Euronext to “carefully review all available options”

Euronext has increased speculation about future exchange consolidation in both the US and Europe, after it issued a statement insisting it was still open to all offers. The statement said the company would seek value for all its shareholders in any possible deal.

The move was seen by some parties as a rebuff to a group of shareholders pressuring for a merger between Euronext and its rival Deutsche Börse. Hedge funds TCI and Atticus Capital together have a 20% stake in Euronext and a 5% stake in Deutsche Börse, and both are believed to be keen for a merger between the two exchanges.

“In assessing any potential combination, Euronext will [look at] the value to be created for all its shareholders,” the company said in a statement. “It will also, as required by Dutch company law, carefully consider the interests of its other stakeholders.” However, the statement did say an approach from its German rival would provide the “best possible approach for creating a truly European exchange organisation”.

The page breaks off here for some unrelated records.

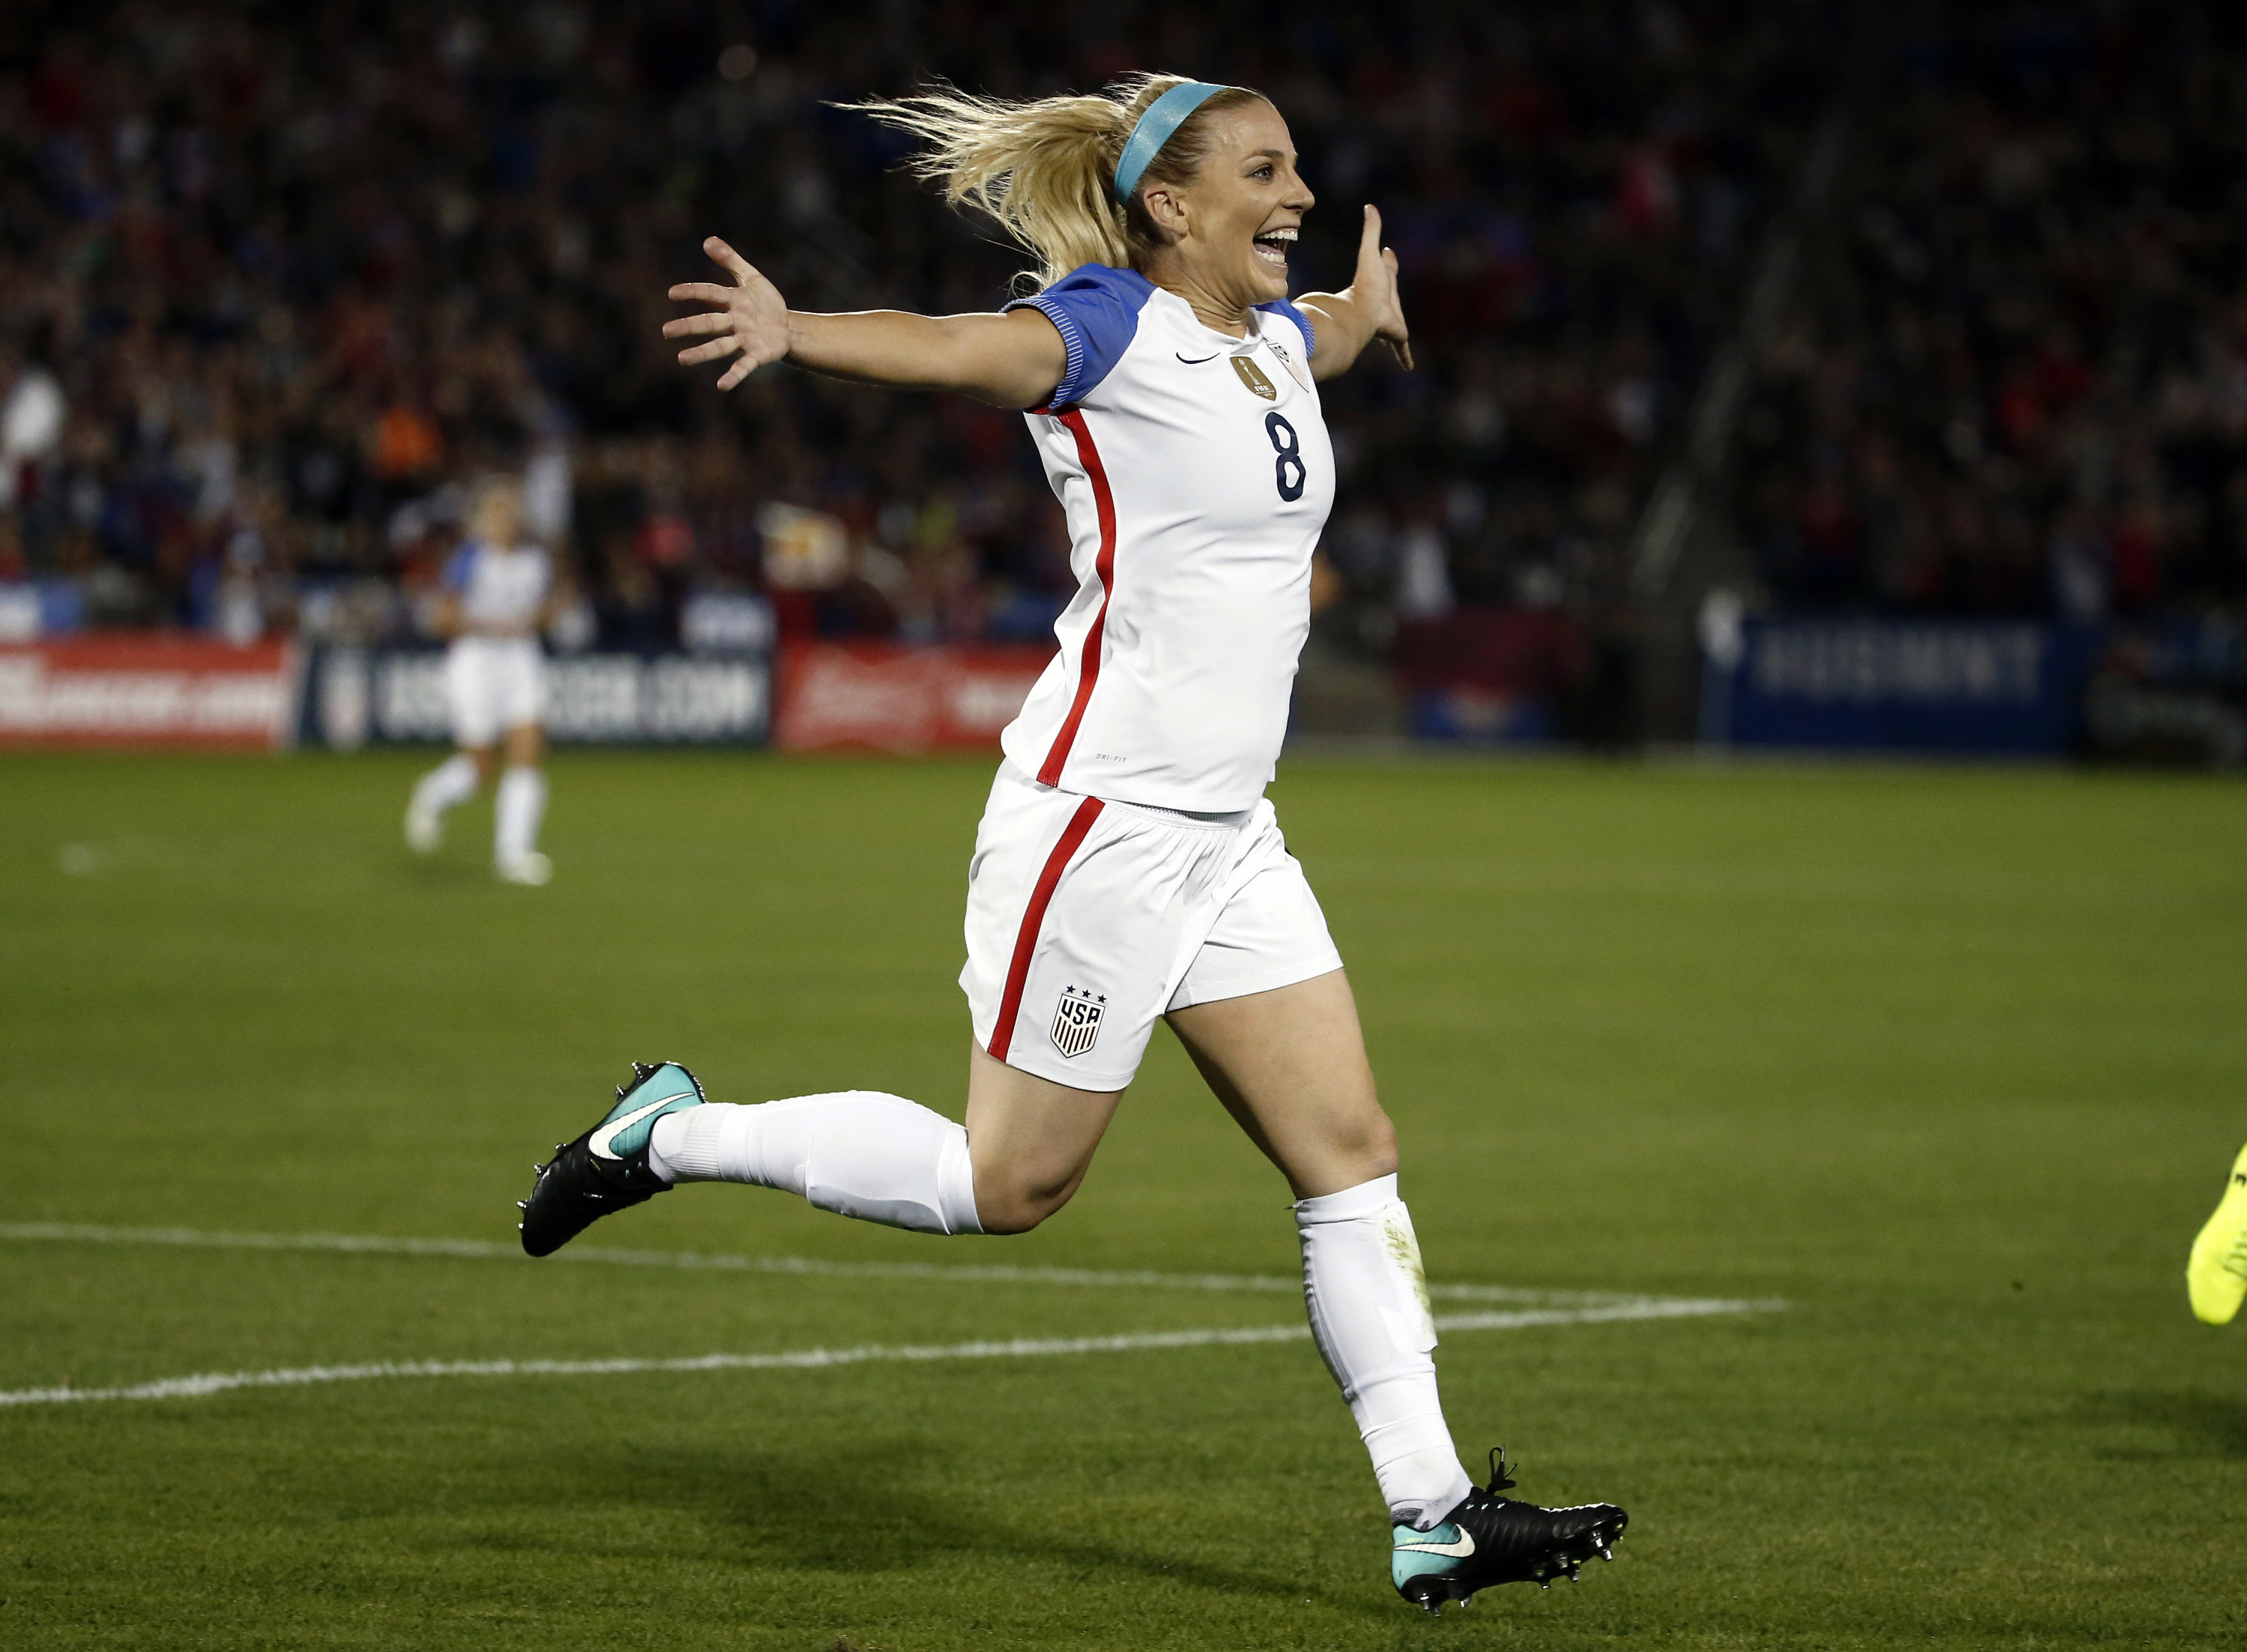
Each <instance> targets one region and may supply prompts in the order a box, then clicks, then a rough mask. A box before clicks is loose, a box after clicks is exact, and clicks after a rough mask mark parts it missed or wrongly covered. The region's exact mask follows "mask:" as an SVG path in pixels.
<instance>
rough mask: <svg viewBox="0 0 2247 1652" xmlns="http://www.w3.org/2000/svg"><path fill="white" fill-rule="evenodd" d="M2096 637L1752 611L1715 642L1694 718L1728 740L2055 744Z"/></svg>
mask: <svg viewBox="0 0 2247 1652" xmlns="http://www.w3.org/2000/svg"><path fill="white" fill-rule="evenodd" d="M2096 650H2099V632H2094V629H2087V627H2056V625H2036V623H1975V620H1748V623H1744V625H1741V627H1739V629H1737V634H1735V636H1730V638H1728V645H1726V647H1721V650H1710V652H1708V656H1705V674H1703V688H1701V701H1703V704H1701V726H1703V733H1705V735H1708V737H1712V739H1719V742H1728V744H1737V746H1825V748H1847V746H1872V748H1892V751H1989V753H2060V751H2067V748H2072V746H2074V742H2076V726H2078V712H2076V708H2078V699H2081V690H2083V679H2085V672H2087V670H2090V663H2092V659H2094V656H2096Z"/></svg>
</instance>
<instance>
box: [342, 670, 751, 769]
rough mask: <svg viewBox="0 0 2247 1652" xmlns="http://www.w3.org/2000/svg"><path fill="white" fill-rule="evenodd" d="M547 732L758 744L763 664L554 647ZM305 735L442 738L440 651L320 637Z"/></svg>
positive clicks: (622, 736) (355, 742) (448, 734)
mask: <svg viewBox="0 0 2247 1652" xmlns="http://www.w3.org/2000/svg"><path fill="white" fill-rule="evenodd" d="M546 701H548V706H546V735H548V739H555V742H560V744H625V746H712V744H726V746H762V744H764V742H766V737H768V735H771V719H773V668H771V661H768V659H764V656H762V654H746V656H730V659H728V656H694V654H654V656H647V654H560V656H555V659H548V661H546ZM301 737H303V744H308V746H328V748H330V751H357V748H360V746H366V744H377V742H434V739H452V719H449V715H447V708H445V654H443V652H438V650H364V647H326V650H319V652H317V654H315V656H312V661H310V665H308V679H306V695H303V730H301Z"/></svg>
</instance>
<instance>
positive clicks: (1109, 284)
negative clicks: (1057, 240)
mask: <svg viewBox="0 0 2247 1652" xmlns="http://www.w3.org/2000/svg"><path fill="white" fill-rule="evenodd" d="M1150 297H1155V283H1153V281H1148V279H1146V276H1144V274H1139V272H1137V270H1117V267H1115V265H1106V263H1083V265H1079V267H1074V270H1070V272H1067V274H1065V276H1061V281H1056V283H1054V285H1049V288H1047V290H1045V292H1040V294H1036V297H1034V299H1016V301H1013V303H1009V306H1007V308H1009V310H1022V308H1029V310H1036V312H1038V315H1043V317H1045V319H1047V321H1052V324H1054V330H1056V333H1061V344H1063V348H1065V351H1067V353H1070V360H1067V366H1065V369H1063V371H1061V382H1058V384H1056V387H1054V393H1052V396H1049V398H1047V402H1045V405H1047V407H1067V405H1070V402H1081V400H1085V396H1090V393H1092V391H1094V387H1097V384H1099V382H1101V380H1103V378H1108V373H1110V371H1112V369H1115V364H1117V362H1119V360H1121V355H1124V351H1128V348H1130V342H1132V339H1135V337H1137V335H1139V310H1144V308H1146V301H1148V299H1150Z"/></svg>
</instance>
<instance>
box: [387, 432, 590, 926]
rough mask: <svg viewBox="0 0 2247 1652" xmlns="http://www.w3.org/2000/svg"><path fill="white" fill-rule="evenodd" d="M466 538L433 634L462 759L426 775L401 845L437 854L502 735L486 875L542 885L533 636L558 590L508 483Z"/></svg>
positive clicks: (551, 617)
mask: <svg viewBox="0 0 2247 1652" xmlns="http://www.w3.org/2000/svg"><path fill="white" fill-rule="evenodd" d="M467 528H470V537H467V542H465V544H463V546H461V548H458V551H454V553H452V560H449V562H447V564H445V573H443V589H440V591H438V602H436V634H438V636H449V638H452V647H447V650H445V704H447V708H449V710H452V737H454V744H456V746H458V751H456V753H454V755H452V757H449V760H445V762H440V764H438V766H436V769H431V771H429V773H425V775H422V778H420V782H418V784H416V787H413V800H411V802H409V805H407V843H409V845H411V847H413V852H416V854H436V847H438V845H440V843H443V841H445V811H447V809H452V807H454V805H458V802H467V800H470V798H474V796H476V787H479V784H481V782H483V780H488V778H490V773H492V746H494V744H497V742H499V737H501V735H506V742H508V769H506V773H503V775H501V780H499V805H497V809H494V814H497V820H494V829H492V870H494V872H499V877H501V881H506V883H533V886H535V883H546V881H548V879H551V877H553V872H555V868H553V861H548V859H546V856H544V854H539V818H542V816H544V814H546V773H544V771H542V769H539V757H542V755H544V746H546V735H544V721H546V661H544V656H542V654H539V627H542V625H546V623H548V620H551V618H553V616H555V611H557V607H560V602H562V600H564V593H562V591H560V587H557V584H555V571H553V560H551V557H548V555H546V551H544V546H537V544H533V542H528V539H524V537H521V530H524V490H521V483H517V481H515V479H512V476H503V479H494V481H488V483H485V485H483V490H481V492H479V494H476V506H474V510H472V512H470V524H467Z"/></svg>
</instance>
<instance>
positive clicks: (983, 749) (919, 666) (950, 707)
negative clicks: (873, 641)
mask: <svg viewBox="0 0 2247 1652" xmlns="http://www.w3.org/2000/svg"><path fill="white" fill-rule="evenodd" d="M1052 656H1054V650H1049V647H910V645H903V643H811V645H804V647H786V650H782V654H780V717H777V721H775V726H773V744H775V746H780V748H782V751H822V748H856V751H899V753H912V751H995V748H998V733H1000V730H1002V728H1004V726H1007V724H1011V721H1013V715H1016V712H1018V710H1022V701H1025V699H1027V697H1029V688H1031V683H1036V681H1038V672H1043V670H1045V663H1047V661H1049V659H1052Z"/></svg>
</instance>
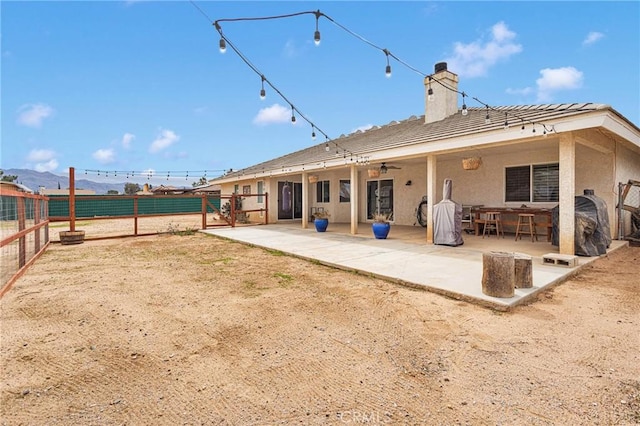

The exchange said it would “carefully review all available options” before recommending a course of action to shareholders at the company’s annual general meeting on May 23.

Euronext provides stock and derivatives markets in Belgium, France, the Netherlands, Portugal and the UK. It is Europe’s leading stock exchange based on trading volumes. During the current time of intense consolidation talk, it has been cited as a possible merger partner for the London Stock Exchange, Nasdaq, the New York Stock Exchange and the Chicago Mercantile Exchange.